The company got a string of positive Wall Street updates last week, with many firms raising their price targets for the stock. The Jefferies team did as well and said this in the report:
We met with management and came away more positive on the company’s long-term outlook. We note that management’s target for long-term earnings-per-share(EPS) growth in the high single digits, low double digit range seems achievable without the help from pharmacy benefit managers (PBM) savings, which we believe will add 6-7% to EPS in 2020-2021. We think EPS growth will largely be driven by an improved medical/pharmacy cost position driving enrollment growth and reinvestment of the $3.2 billion of pharmacy cost. We estimate a 2021 EPS power of $23.50+. inclusive of PBM savings, yielding an EPS compound annual growth rate from 2018 to 2021 of 15%.
The Jefferies price target recently jumped to $345 from $323, and the Wall Street consensus target was last seen at $321.79. The stock closed last Friday at $280.53 a share after falling almost 2.5% on the day.
This top stock has backed up nicely and is offering a very good entry point. Sensata Technologies Holding N.V. (NYSE: ST) is one of the world’s leading suppliers of sensing, electrical protection, control and power management solutions with operations and business centers in 16 countries.
Sensata makes products that improve safety, efficiency and comfort for millions of people every day in automotive, appliance, aircraft, industrial, military, heavy vehicle, heating, air-conditioning and ventilation, data, telecommunications, recreational vehicle and marine applications.
The company has two business segments.
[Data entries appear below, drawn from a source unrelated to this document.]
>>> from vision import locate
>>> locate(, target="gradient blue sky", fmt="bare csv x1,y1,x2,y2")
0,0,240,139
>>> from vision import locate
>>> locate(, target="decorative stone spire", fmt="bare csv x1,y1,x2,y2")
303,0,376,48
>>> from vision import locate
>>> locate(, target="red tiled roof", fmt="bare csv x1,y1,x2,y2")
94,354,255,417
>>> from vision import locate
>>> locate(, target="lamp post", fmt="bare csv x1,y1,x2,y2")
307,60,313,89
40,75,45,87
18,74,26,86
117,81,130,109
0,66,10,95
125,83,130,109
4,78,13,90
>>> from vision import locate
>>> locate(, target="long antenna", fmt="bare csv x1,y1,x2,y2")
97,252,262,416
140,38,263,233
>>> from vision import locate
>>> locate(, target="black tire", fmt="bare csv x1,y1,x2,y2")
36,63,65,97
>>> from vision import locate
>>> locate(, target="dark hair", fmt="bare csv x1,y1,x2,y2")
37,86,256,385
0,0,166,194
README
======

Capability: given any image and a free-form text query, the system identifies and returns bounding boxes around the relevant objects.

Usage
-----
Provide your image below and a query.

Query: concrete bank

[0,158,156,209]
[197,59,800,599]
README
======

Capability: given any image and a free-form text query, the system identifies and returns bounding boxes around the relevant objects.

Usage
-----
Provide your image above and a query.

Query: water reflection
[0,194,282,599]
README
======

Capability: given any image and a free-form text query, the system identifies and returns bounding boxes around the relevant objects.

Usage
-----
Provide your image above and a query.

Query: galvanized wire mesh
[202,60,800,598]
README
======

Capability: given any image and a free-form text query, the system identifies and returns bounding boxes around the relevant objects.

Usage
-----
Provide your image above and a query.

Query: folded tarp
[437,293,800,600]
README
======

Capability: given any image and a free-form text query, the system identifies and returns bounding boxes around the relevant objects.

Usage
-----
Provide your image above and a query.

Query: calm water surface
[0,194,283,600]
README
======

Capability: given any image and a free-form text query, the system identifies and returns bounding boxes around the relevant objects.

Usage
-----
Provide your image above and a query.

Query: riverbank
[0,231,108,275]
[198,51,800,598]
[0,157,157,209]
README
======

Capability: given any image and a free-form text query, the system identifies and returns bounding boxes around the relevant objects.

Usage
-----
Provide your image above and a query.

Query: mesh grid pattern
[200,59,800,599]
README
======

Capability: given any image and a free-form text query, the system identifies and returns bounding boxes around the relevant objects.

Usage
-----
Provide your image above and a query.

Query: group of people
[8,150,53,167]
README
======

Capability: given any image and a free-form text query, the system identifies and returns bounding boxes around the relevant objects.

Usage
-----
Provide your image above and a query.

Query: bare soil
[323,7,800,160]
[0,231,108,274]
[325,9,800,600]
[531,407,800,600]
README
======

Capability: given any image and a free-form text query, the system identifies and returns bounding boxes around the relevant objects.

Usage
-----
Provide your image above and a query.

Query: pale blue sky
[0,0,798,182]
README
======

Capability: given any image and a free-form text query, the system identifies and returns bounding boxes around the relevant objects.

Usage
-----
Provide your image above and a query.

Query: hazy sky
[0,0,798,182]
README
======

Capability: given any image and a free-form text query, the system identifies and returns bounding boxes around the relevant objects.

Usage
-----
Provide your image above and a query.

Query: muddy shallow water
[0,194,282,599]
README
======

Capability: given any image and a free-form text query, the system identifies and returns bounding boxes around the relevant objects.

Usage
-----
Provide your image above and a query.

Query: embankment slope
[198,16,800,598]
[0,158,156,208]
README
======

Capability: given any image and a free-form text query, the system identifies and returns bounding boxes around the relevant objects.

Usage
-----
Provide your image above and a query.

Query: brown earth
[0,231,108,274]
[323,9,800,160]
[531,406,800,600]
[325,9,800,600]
Performance Sensing manufactures automotive, commercial and industrial sensors, including pressure sensors, pressure switches, position and force sensors. Sensing Solutions manufactures bimetal electromechanical controls, thermal and magnetic-hydraulic circuit breakers, power inverters and interconnection products for the industrial, commercial, aerospace, military and residential end-mark.
The Jefferies team said this about the company when the firm initiated coverage last week:
We like sensors as a play on all three auto tech trends and see limited disinter-mediation as sensors are unlikely to be combined with back end software. Sensata is set for rapid China growth as they modernize the fleet.
Jefferies has set its price target at $59, while the posted consensus target is $54.39. The stock closed trading at $44.23 a share, down 3.5% on Friday.